しかし、どんなに情報を集め、思考の精度を高めても、遠い戦場を見ることができないように、この国の行く末を知る方法はない。もう二度と故郷に帰らぬ者もいれば、その日の食事すら満足に用意できない者もいる。どんな知力を働かせても、不安という分厚い雲をヴォルは晴らすことが叶わなかった。

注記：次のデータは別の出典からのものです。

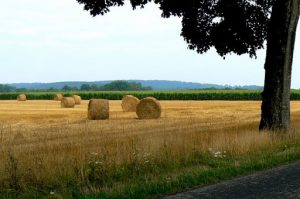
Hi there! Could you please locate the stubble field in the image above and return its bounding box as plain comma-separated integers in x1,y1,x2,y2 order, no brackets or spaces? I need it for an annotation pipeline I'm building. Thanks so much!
0,100,300,198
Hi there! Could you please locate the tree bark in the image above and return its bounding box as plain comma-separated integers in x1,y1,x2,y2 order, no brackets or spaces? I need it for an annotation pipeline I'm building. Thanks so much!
259,0,300,130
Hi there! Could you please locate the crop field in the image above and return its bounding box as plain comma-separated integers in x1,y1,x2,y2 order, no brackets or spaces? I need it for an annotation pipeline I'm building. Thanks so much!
0,100,300,198
0,90,300,101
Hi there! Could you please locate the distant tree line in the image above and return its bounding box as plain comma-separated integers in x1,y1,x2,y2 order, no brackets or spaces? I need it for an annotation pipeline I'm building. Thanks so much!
0,80,152,92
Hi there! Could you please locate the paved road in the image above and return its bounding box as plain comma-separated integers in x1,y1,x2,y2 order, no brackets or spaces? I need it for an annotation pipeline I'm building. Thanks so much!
165,162,300,199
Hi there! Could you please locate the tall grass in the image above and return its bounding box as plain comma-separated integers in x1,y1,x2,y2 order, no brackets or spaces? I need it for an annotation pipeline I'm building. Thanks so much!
0,118,300,198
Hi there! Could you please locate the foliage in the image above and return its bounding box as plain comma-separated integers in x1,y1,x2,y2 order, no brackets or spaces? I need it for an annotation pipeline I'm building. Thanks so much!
0,90,300,100
77,0,274,56
80,80,152,91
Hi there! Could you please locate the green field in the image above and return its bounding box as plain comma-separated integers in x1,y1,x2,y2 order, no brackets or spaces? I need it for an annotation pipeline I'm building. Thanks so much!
0,90,300,100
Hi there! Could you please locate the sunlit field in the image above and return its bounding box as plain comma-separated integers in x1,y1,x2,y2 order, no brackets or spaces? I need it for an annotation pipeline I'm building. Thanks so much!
0,100,300,198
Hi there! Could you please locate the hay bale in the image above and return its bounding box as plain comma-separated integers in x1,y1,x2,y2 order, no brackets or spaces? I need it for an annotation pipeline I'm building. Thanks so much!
17,94,27,101
121,95,140,112
61,97,75,108
88,99,109,120
136,97,161,119
72,95,81,105
53,93,64,101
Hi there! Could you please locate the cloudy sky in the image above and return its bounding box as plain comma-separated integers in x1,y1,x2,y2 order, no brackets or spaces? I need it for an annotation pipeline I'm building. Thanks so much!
0,0,300,88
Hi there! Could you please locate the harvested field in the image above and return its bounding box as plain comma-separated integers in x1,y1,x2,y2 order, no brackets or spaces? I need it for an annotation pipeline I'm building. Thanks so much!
0,100,300,197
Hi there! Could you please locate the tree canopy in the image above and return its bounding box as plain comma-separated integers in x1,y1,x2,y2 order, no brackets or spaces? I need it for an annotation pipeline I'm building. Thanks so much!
77,0,274,57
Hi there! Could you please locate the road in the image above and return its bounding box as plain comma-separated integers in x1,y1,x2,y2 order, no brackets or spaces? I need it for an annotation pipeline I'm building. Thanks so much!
164,162,300,199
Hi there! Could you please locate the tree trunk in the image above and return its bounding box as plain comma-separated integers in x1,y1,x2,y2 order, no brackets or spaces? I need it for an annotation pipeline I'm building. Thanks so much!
259,0,300,130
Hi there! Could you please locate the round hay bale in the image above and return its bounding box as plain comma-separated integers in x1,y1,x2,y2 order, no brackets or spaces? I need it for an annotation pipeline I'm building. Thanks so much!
61,97,75,108
88,99,109,120
72,95,81,105
17,94,27,101
121,95,140,112
53,93,64,101
136,97,161,119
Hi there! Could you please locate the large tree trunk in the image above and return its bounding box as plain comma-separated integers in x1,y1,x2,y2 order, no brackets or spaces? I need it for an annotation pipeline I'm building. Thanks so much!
259,0,300,130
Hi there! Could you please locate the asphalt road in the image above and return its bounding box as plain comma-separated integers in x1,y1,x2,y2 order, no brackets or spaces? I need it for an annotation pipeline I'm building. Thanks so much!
165,162,300,199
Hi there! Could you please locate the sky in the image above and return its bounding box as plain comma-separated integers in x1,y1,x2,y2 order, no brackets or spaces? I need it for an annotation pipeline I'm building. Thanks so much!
0,0,300,88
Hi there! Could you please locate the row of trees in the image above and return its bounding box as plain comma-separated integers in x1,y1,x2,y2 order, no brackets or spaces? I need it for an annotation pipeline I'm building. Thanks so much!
0,81,152,92
77,0,300,130
62,81,152,91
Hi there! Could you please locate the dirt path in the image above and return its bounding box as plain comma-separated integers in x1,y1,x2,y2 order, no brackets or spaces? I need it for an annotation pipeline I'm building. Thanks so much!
165,162,300,199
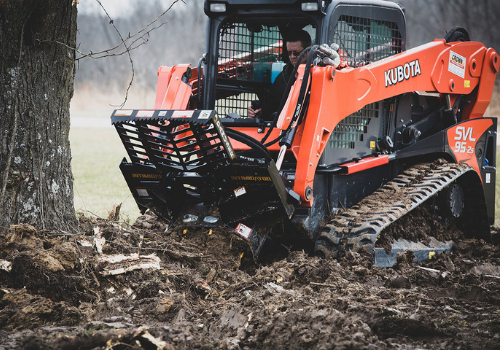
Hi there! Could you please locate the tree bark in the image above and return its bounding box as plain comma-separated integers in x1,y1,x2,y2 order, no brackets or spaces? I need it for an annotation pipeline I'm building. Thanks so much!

「これは推察になるけれど、私たちが赴く戦地はきっと主戦場ではないだろう」
「ヴォル、それはどういう意味なんだい?」
「いまの聖王国が気にするべきなのは背後の警戒。西側諸国の動向や北の国境沿いへ視線を向ける必要がある。万が一にもつけ入る隙ができれば、聖王国が挟み込まれる格好となる」
「なら、兵隊として呼ばれても、戦う必要はないってことかっ!」
カルロは言葉を継ぐようにそう言うと、嬉々として目を輝かせた。
「そうだよ。そもそも僕たちは貴族の出身なんだから、最前線で命を張る必要はないはずさ。そんなこと市民とか奴隷の役目じゃないか」
「おっ、カルロにしては気の利いたこと言うな。俺だって喧嘩は得意だからな、敵兵士をぶん殴るくらいはわけないぜ、男としても箔がつくしな。戦果をあげて聖王から褒章をもらうのも悪くない」
「あなたのはどうせ、女の子にモテたいからでしょうね?」
「おいおい、棘のある言い方はやめろ。でも、正直にいうと、剣を持って闘うのはごめんだ。べつに人殺しなんて誰もしたくないんだからよ。誰だってそうだろ?」
「当たり前じゃないか」
ラップの言葉にカルロはしんみりとした口調で同意した。
「ちょっと、辛気臭い話はやめましょうよ。それよりも、私とヴォルの結婚式の話をしましょう。とうぜん、ラップとお兄ちゃんには、面白い催しをしてもらうんだから」
「それは前に断っただろう」
「ダメよ。一生に一度しかない私の結婚式なんだから。思い出に残るような式にしないといけないじゃない。ねえ、ヴォルもそう思うでしょ?」
キャロルは甘えた声で言った。
「……君が望むなら、私からもお願いしたい物だな。ただ、祝いの歌だけはやめてくれ。式が台無しになる」
ヴォルがそう言うと、キャロルは声を上げて笑った。
「それは聞けない相談だな。なぜなら、ネタばらししちまえば、俺とカルロは何曲かすでに練習を始めているからな」
「そうだよ、当日に何を歌うかは楽しみにしていてくれよ」
ラップとカルロは視線を合わせると、にやりと邪な笑みを浮かべる。
ヴォルは、そんな二人のやりとりを鼻で笑ったが、ふと、自分が笑った事を意外に思った。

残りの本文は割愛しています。